From: lance.norskog <lance@motcsd.csd.mot.com>
Subject: Re: Big Dave Diode cries in the wilderness
Date: 21 Jan 91 11:16:49 PST (Mon)



[ Big Dave Diode pleas for help, and nobody gives him a straight answer ]


I'm four months ahead of you :-)

Byte Magazine, July 1990, pp. 298-299 shows you how to hook up a Nintendo
joystick to a PC via the parallel port.  It keeps talking about the 
Power Glove, but it's really just Nintendo.  It does not tell how to
hook up a Zap Gun, which appears to be a light pen.  Hercules 
Monochrome cards and Cirrus VGA chips support light pens.  Konami has
a really spiffy Nintendo helmet with the Zap Gun lens as a monocle that I'd
love to bring up as a mouse.  The helmet also has stereo headphones;
list ~$40.  Covox in Beaverton, OR has a PC card for $100 that does
stereo sound from generated samples.

I've got the Power Glove running as a Nintendo joystick under X Windows
under 386 UNIX.  Based on this experience, I'm buying a real Nintendo 
joystick for my main mouse because of the savings in table space.
You can type with a Power Glove on, but it's not fun.

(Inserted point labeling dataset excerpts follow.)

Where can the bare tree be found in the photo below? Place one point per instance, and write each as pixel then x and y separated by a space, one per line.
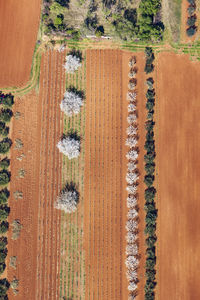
pixel 67 200
pixel 69 146
pixel 72 63
pixel 71 103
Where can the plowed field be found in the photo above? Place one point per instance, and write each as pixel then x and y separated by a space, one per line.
pixel 105 170
pixel 39 128
pixel 18 32
pixel 178 173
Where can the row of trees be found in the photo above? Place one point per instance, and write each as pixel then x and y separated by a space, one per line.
pixel 70 144
pixel 150 192
pixel 132 176
pixel 7 100
pixel 192 18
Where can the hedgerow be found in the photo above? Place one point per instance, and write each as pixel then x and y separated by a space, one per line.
pixel 150 192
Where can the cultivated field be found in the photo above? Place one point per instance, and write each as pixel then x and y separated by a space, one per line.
pixel 178 165
pixel 105 171
pixel 18 31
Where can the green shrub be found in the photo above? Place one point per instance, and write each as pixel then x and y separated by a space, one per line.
pixel 4 195
pixel 5 163
pixel 5 145
pixel 4 227
pixel 4 177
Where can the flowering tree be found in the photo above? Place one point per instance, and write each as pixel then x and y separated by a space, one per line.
pixel 71 103
pixel 132 262
pixel 131 166
pixel 131 178
pixel 131 96
pixel 132 118
pixel 69 146
pixel 131 225
pixel 131 130
pixel 132 213
pixel 67 200
pixel 132 286
pixel 131 107
pixel 131 142
pixel 132 249
pixel 72 63
pixel 132 155
pixel 131 237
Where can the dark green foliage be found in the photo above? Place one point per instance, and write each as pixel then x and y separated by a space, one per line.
pixel 3 242
pixel 151 240
pixel 4 177
pixel 4 212
pixel 4 163
pixel 4 286
pixel 150 194
pixel 4 195
pixel 150 168
pixel 191 20
pixel 4 227
pixel 5 145
pixel 191 10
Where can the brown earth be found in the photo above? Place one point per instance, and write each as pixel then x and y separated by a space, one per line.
pixel 105 170
pixel 39 128
pixel 178 172
pixel 18 31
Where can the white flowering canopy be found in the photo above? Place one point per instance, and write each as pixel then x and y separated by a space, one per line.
pixel 69 146
pixel 67 201
pixel 71 103
pixel 72 63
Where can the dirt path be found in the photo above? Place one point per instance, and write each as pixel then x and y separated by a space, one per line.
pixel 178 165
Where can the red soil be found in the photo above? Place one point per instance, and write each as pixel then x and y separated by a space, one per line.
pixel 178 172
pixel 39 128
pixel 18 32
pixel 105 169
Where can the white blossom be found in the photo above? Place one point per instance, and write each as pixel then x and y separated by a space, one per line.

You could buy a Nintendo with special games for the Power Glove, 
watch the data lines with a logic analyzer, and figure how the Nintendo games 
download new programs into the Power Glove, but that would be difficult.
It would probably be illegal to disclose your results, also.

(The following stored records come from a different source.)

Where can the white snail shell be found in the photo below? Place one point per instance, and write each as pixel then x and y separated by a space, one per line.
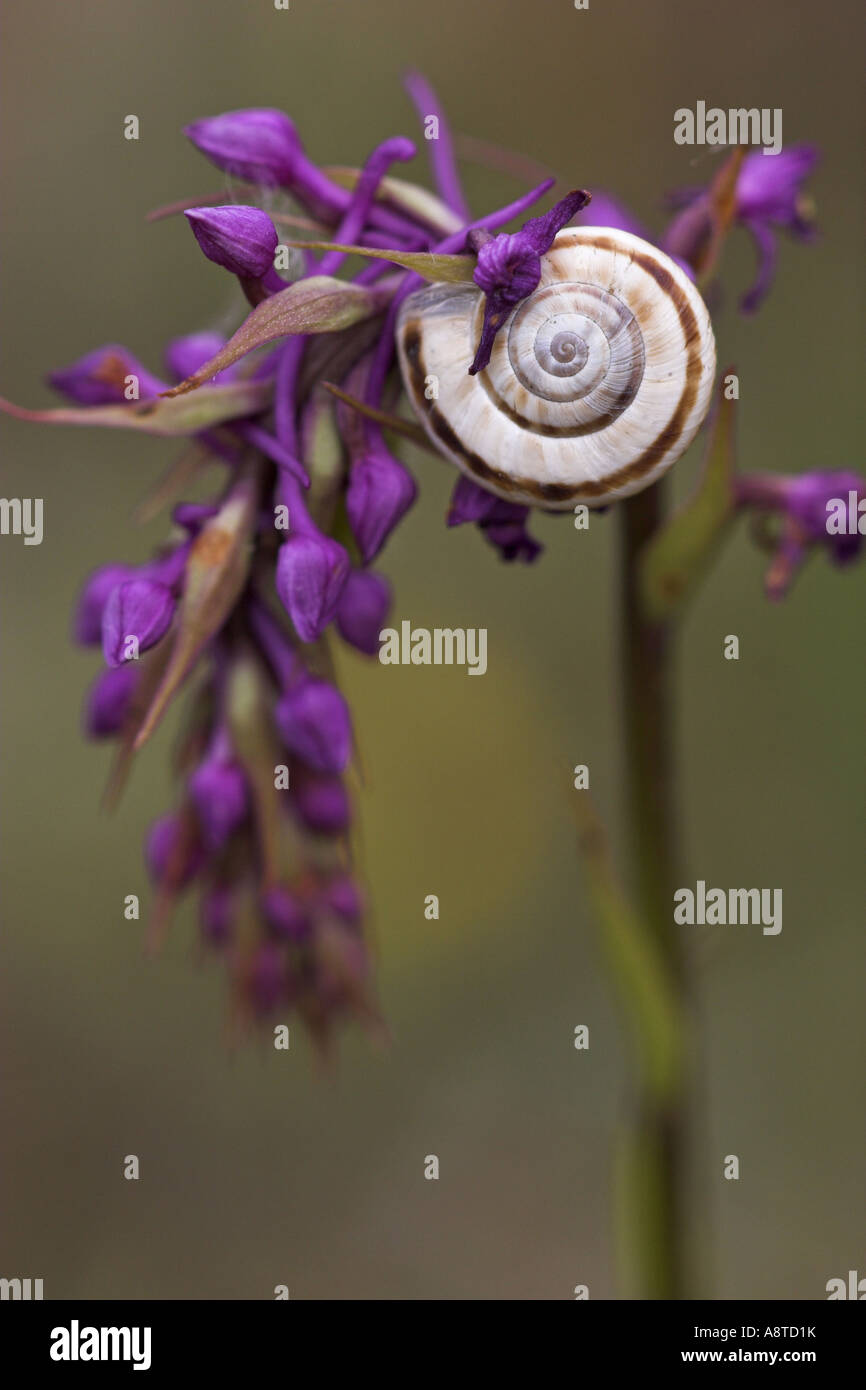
pixel 598 381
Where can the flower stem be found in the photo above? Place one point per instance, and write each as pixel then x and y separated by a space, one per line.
pixel 651 1172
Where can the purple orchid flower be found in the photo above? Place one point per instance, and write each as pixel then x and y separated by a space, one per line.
pixel 509 267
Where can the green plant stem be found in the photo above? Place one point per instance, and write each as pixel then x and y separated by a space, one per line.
pixel 651 1173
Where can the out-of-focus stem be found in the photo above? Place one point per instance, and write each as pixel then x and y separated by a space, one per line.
pixel 651 1172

Someone at Cal Arts posted a circuit that is a starting point for 
reading raw-mode data from the Power Glove.  It generates a 50khz
signal to the base box and reads out the three sensors on the L-bar.

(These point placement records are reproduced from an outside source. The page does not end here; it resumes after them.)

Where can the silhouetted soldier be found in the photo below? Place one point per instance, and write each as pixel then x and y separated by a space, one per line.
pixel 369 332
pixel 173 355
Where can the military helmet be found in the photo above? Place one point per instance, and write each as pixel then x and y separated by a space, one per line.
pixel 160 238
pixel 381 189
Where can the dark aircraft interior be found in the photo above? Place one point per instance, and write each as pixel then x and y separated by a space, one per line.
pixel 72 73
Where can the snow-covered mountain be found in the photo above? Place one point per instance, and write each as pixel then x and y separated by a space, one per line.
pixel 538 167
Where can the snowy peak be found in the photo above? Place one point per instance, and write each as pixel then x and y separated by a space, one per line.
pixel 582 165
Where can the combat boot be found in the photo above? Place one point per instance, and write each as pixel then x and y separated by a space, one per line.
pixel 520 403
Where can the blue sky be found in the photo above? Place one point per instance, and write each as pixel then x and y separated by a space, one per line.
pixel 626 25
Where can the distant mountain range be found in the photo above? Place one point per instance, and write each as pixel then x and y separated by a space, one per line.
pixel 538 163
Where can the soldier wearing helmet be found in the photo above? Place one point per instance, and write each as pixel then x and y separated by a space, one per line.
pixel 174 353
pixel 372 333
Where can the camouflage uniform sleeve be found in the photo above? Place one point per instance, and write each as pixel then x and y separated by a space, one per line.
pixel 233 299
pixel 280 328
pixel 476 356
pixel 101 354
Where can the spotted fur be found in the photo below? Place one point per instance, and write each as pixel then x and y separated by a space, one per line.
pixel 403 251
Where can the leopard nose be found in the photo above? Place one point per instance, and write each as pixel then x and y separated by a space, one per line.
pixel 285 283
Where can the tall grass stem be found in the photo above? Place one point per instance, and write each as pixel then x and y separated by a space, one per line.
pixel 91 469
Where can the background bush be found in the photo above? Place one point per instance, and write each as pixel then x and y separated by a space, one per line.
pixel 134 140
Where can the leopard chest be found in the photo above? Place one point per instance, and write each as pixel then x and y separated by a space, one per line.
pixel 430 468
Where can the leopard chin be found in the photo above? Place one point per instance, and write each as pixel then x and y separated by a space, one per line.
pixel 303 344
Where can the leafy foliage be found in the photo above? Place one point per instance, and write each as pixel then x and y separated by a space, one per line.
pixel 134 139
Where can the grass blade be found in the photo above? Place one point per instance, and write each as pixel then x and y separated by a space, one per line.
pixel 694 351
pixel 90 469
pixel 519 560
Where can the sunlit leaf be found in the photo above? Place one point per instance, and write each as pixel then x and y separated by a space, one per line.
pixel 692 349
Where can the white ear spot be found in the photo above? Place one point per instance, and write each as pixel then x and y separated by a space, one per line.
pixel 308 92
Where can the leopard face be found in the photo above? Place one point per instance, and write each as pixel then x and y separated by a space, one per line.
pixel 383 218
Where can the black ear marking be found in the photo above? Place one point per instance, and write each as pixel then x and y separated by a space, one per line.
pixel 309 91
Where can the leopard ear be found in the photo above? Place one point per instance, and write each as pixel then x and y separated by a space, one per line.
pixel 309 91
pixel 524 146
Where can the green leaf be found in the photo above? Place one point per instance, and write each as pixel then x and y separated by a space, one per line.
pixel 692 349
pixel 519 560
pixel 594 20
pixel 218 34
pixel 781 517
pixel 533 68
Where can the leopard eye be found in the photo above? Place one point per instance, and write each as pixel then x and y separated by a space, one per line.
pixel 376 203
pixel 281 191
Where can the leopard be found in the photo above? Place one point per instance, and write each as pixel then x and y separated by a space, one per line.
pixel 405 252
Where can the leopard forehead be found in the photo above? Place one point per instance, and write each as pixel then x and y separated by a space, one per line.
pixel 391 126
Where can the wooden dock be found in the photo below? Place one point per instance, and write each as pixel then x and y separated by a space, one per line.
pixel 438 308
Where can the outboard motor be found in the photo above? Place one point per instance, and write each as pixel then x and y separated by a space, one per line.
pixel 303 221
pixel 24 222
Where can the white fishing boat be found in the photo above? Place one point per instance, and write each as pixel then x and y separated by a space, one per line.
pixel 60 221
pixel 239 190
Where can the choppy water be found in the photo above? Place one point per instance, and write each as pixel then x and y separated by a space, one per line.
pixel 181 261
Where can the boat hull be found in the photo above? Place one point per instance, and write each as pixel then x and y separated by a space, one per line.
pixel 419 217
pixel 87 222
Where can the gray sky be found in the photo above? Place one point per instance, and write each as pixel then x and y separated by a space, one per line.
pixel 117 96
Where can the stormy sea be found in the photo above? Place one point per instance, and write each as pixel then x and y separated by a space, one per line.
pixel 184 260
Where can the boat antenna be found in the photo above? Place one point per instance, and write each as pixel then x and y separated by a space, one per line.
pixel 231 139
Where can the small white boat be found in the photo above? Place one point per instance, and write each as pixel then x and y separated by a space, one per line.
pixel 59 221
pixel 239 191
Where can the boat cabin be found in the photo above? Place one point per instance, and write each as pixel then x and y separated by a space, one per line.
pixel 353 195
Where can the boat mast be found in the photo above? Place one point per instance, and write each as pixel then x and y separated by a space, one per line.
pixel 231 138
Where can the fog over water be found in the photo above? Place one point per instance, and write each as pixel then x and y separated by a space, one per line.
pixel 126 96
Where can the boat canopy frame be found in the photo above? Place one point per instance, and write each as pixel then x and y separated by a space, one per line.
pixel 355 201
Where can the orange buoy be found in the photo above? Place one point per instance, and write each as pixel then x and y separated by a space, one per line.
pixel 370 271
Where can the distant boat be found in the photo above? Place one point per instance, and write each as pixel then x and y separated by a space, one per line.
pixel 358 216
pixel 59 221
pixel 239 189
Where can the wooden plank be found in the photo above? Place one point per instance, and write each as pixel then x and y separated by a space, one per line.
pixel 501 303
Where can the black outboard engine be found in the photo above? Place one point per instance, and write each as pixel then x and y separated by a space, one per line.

The story, as near as I can make out, is that VPL had a patent on
some data-glove techniques, and AGE (the PG designer) stepped on these.
VPL sued them, and won.  So, VPL makes some revenue on the Power Glove
and also stopped AGE from distributing a serial box that reads out raw
mode from the PG.  VPL is now building their own serial box and has been
going to announce it Real Soon Now for several months.  Virtual Technologies
in Palo Alto builds the CyberGlove for $5500, also.  VPL sued them and
lost.

The glasses part is easy: Haitex Resources in South Carolina make
an LCD glasses set for $110.  The info is that it hooks up to the
Amiga joystick port and sucks 5V for power and a 5V signal port enables
the left or right eye.  The flicker is something awful.  I have one
but haven't hooked it up to the PC yet, but it will be a snap, I 
just know it.  You can run it off the PC parallel port, with power
from the PC disk cables.

    Haitex Resources
    P.O. Box20609
    Charleston, SC 29413-0609
    (803) 881-7518

I think you're looking at a major project here.  Don't worry about the
glasses part.  I'd concentrate on getting real-time update of pictures
based on mouse or joy-stick input.  The Glove is really cute, but it's
going to be a mother if you try to go beyond its Nintendo joystick mode.

Hot tip: Binary Space Partition (see Computer Graphics: Foley, Van Dam,
Feiner, Hughes) is the algorithm of choice for 3D polygon sorting.
Another hot tip: you can't shuffle your data around fast enough running
in 16-bit instruction mode.  The PC is going to be really slow.